My 2004 “waves of federation” diagram got one thing right; it introduced the concept of an “identity network” (such as already seen in the second wave with Covisint, Navimed and other industry federations). Only by building identity networks to handle the expensive onboarding process and get it over with once and for all can broad federations solve Neuenschwander’s scaling problem. This, by the way, was the function of Electronic Data Interchange (EDI) Value Added Networks (VANs) in the pre-Internet days of electronic commerce. And it is one of the functions of a new breed of Identity-as-a-Service (IDaaS) providers such as Intel, Okta, OneLogin, PasswordBank Technologies, Ping Identity and Symplified. Old wine in new bottles.
My 2004 diagram also forecast the rise of “user-centric” federations, which soon emerged with OpenID 1.0 (and LID and SXKP and other now-defunct protocols). Some sort of federation technology needs to be easily accessible to the masses and (the thinking went) address their humanistic privacy concerns.
Broad Federations
Fast forward to 2013 and we have several types of broad federations.
- Industry federations that have gotten very large and overlapped boundaries, like NIH and InCommon, they just keep getting bigger
- PIV and national identity card initiatives also getting larger and overlapping with banking, aerospace and other industries
- Enterprises with multiple Software-as-a-Service (SaaS) vendors assisted by IDaaS as the next evolution of supply chain federations
- Enormous e-commerce communities, such as those of Amazon and Ebay
- Social login networks (the biggest of the big)

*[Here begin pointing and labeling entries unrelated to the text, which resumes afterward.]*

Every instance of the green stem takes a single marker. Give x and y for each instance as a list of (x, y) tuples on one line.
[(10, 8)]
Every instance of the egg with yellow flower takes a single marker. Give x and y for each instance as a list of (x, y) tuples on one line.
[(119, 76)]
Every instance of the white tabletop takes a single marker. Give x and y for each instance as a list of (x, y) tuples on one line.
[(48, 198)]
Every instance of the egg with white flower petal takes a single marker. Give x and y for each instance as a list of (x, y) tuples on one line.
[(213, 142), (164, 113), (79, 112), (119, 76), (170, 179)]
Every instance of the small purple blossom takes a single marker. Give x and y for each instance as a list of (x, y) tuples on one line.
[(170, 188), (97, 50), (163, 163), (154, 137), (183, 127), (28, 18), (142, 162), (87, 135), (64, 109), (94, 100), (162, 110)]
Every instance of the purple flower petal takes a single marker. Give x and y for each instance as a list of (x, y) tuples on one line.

As I wrote in my reviews of Cloud Identity Summit 2013 keynotes, OpenID 1.0 evolved into a new suite of federated identity standards including OpenID Connect and OAuth 2.0. Huge social login networks from Facebook, Google, Yahoo, Twitter, Linked In and many others worldwide are migrating to the latest versions of these standards. Currently, as shown in the slide the OpenID and OAuth based services occupy the lowest rung of the levels of assurance (LOA) scale.
Back to the Future
Federation still faces major challenges. Even identity networks have scaling limits, and thus as they expand so do their assurance issues; one of latest Internet Draft standards in the OAuth family concerns “dynamic client registration” (dare I say “dynamic federation” again, Jamie.
But I think the biggest challenge for the future will be bridging across identity networks existing at different levels of assurance. The large high assurance federations (like PIV) don’t interoperate well with the fast moving masses of people, devices and applications on the internet. The large social login systems like Facebook Login are not generally trusted at higher LOAs. OAuth 2.0 itself has important assurance issues that I’ve written about.

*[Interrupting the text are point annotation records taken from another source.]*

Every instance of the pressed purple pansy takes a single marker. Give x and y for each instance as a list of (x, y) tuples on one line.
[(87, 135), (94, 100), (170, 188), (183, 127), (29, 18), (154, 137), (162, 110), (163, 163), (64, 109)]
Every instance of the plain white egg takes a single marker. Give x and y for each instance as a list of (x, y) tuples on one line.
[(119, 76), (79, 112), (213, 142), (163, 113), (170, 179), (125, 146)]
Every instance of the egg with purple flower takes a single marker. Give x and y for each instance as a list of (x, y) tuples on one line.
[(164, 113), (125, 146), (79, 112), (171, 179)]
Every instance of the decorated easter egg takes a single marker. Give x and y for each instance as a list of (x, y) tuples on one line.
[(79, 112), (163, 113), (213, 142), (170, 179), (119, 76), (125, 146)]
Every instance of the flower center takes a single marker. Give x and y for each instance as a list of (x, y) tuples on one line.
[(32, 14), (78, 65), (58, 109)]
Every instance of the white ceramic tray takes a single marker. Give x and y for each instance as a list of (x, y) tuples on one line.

What people want for “assurance” may change, too. Discussions of assurance have typically focused on how to protect users and organizations from hackers. But today, much of the “digital economy” is advertising-funded which has led to ongoing erosion of privacy and a slow-moving compliance train wreck as national regulations in much of the world clash with the aspirations of the large U.S.-based social networks.